Zaczynam przygodę z wodą. W sierpniu "zaliczyłem" IKO I i II.
Jednak mam autentyczną radość z pierwszych startów i halsów.
Już wiem, że będę pływał. Teraz czas na skompletowanie sprzętu z demobilu. Na nowy nie mam budżetu. Zresztą szkoda mi zniszczyć latawca za 4 koła.
Będę kontynuował naukę na śródlądziu (Mietków i inne okolice Głogowa), żeby w przyszłym roku pojechać na półwysep jako samodzielny kiteboard'er

Intensywnie rozglądam się po oeliksach i tutejszych ogłoszeniach. Na OLX trafiłem na latawce przywiezione z Danii.
Wiem, że nie powinny być wytrzepane. Nie sprawiają takiego wrażenia, ale też nie są pierwszej młodości. I tu zaczynają się schody.
Na kursie pływałem na Airush DNA. Latawiec z Danii to Naish Shockwave.
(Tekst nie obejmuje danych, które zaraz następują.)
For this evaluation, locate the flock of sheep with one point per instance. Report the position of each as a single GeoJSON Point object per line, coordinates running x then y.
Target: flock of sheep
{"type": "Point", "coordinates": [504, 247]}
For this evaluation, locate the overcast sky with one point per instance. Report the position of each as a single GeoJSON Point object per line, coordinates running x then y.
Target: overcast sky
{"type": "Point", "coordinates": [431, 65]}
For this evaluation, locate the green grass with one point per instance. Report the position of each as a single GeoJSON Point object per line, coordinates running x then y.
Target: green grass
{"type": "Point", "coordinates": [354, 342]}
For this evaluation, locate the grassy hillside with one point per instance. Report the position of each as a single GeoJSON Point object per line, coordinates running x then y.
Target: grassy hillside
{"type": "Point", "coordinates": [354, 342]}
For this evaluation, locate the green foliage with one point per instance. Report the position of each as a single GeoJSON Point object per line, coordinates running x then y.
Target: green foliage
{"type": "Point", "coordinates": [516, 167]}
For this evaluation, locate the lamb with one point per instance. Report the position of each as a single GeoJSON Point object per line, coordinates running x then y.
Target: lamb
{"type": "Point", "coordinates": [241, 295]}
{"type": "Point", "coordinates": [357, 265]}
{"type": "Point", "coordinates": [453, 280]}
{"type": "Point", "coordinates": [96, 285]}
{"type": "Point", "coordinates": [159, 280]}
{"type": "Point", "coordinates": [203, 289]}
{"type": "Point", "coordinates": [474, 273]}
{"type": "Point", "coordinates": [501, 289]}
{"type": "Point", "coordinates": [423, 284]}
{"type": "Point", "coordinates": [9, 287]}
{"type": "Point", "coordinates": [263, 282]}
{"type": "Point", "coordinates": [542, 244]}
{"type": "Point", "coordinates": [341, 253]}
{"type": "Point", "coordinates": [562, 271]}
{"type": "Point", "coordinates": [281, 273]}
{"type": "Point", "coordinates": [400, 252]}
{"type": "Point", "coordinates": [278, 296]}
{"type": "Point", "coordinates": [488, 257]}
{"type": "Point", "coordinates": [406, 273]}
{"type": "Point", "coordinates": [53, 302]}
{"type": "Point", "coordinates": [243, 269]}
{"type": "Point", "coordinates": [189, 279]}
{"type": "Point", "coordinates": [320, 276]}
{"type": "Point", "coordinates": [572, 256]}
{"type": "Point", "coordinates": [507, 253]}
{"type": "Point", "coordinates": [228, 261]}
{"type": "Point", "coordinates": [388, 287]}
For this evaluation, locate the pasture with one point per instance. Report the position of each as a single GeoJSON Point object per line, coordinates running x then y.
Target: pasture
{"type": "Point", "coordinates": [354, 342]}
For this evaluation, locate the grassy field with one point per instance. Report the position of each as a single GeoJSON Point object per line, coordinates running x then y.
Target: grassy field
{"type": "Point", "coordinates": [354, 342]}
Konstrukcja wydaje się dość podobna do mojego kursowego (nie ma zaworków kulkowych blokujących się po wyjęciu wtyczki pompki). Ale bar to już zupełnie inna konstrukcja, niż ta którą znam. Wygląda tak:


Czym tym jeszcze da się polatać? Jeśli tak, to co jest co?
Inny latawiec to Slingshot Fuel. Dołączony bar jest bliższy temu, co znam, ale zamiast zestawu linek połączonych z latawcem w kilku miejscach przy krawędzi natarcia, są 4 mocowania dla linek przy skrajnych tubach. Czy to jest coś dla początkującego?
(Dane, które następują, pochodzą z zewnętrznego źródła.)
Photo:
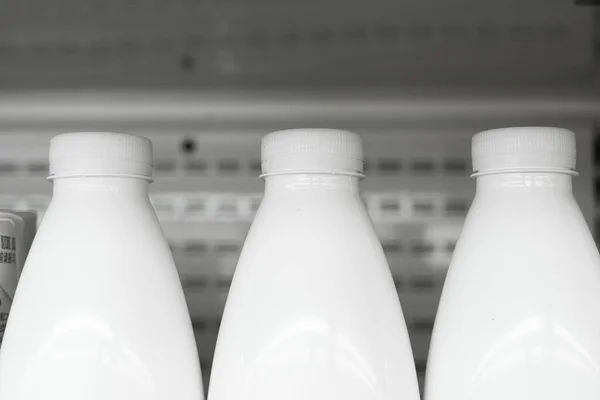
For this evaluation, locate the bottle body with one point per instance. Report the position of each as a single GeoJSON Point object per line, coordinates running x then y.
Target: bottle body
{"type": "Point", "coordinates": [312, 311]}
{"type": "Point", "coordinates": [99, 312]}
{"type": "Point", "coordinates": [518, 317]}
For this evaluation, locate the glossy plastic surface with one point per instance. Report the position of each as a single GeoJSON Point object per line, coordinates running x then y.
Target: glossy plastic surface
{"type": "Point", "coordinates": [519, 316]}
{"type": "Point", "coordinates": [312, 312]}
{"type": "Point", "coordinates": [99, 312]}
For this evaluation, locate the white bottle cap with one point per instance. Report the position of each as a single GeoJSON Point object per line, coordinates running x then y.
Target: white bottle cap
{"type": "Point", "coordinates": [100, 154]}
{"type": "Point", "coordinates": [524, 148]}
{"type": "Point", "coordinates": [312, 150]}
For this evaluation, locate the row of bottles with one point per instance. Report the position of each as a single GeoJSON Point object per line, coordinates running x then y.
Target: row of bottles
{"type": "Point", "coordinates": [312, 313]}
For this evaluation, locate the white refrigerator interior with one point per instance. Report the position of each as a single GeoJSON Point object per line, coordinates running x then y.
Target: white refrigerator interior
{"type": "Point", "coordinates": [205, 80]}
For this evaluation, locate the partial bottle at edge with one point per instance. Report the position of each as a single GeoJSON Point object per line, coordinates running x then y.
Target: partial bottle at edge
{"type": "Point", "coordinates": [99, 312]}
{"type": "Point", "coordinates": [312, 312]}
{"type": "Point", "coordinates": [519, 316]}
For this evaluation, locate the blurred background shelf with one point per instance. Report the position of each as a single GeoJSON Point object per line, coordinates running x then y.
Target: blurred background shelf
{"type": "Point", "coordinates": [206, 79]}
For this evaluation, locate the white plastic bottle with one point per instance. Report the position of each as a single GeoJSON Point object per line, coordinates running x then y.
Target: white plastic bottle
{"type": "Point", "coordinates": [312, 312]}
{"type": "Point", "coordinates": [519, 316]}
{"type": "Point", "coordinates": [11, 253]}
{"type": "Point", "coordinates": [99, 312]}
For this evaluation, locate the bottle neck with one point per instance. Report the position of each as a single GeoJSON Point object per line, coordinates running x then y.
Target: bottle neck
{"type": "Point", "coordinates": [99, 186]}
{"type": "Point", "coordinates": [311, 183]}
{"type": "Point", "coordinates": [525, 182]}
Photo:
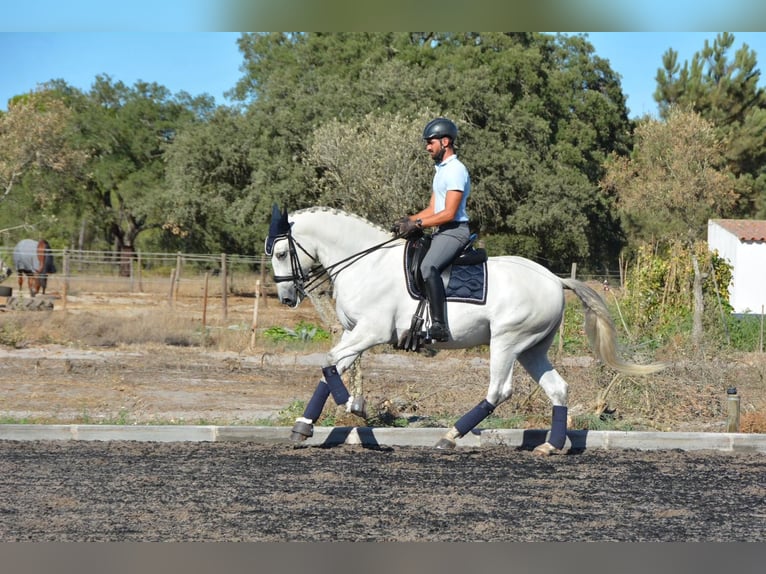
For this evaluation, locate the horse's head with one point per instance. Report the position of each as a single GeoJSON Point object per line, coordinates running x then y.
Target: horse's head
{"type": "Point", "coordinates": [291, 263]}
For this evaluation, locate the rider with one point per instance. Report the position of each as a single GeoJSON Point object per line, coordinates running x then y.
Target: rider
{"type": "Point", "coordinates": [447, 213]}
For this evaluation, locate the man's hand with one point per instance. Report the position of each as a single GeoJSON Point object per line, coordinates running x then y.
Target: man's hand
{"type": "Point", "coordinates": [408, 227]}
{"type": "Point", "coordinates": [396, 224]}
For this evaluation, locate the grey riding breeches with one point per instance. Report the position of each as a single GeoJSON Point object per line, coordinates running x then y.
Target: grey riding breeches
{"type": "Point", "coordinates": [446, 242]}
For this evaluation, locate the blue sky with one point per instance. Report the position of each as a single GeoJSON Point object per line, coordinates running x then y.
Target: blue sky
{"type": "Point", "coordinates": [209, 62]}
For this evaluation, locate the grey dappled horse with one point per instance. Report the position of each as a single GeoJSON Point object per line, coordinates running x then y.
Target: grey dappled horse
{"type": "Point", "coordinates": [519, 319]}
{"type": "Point", "coordinates": [35, 260]}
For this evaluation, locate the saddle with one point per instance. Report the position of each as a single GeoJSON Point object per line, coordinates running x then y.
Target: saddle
{"type": "Point", "coordinates": [466, 283]}
{"type": "Point", "coordinates": [466, 274]}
Podobne rozwiązanie widziałem w jeszcze innym latawcu


Czy to jeszcze poleci w rękach 37-latka z lekką nadwagą?
Jeśli dobrze rozumiem, tu nie ma znanej mi linki depowera, tylko zestaw zaczepów przy latawcu. A może się mylę?
A do czego jest ta czarna taśmą i czerwona kulka na środkowej lince?
Czy taki chickenloop jak na zdjęciu (system rzepów) sprawdza się w awaryjnej sytuacji?
Tylko nie piszcie: "udaj się do najbliższego sklepu i zapytaj sprzedawcę o bieżące rozwiązania". Jestem zdeterminowany kupić sprzęt używany w rozsądnej cenie.
Z kolei ogłoszenia większości forumowiczów z nowszymi latawcami są najczęściej z okolic oddalonych od Głogowa o min. 500 km, a to skutecznie mnie zniechęca.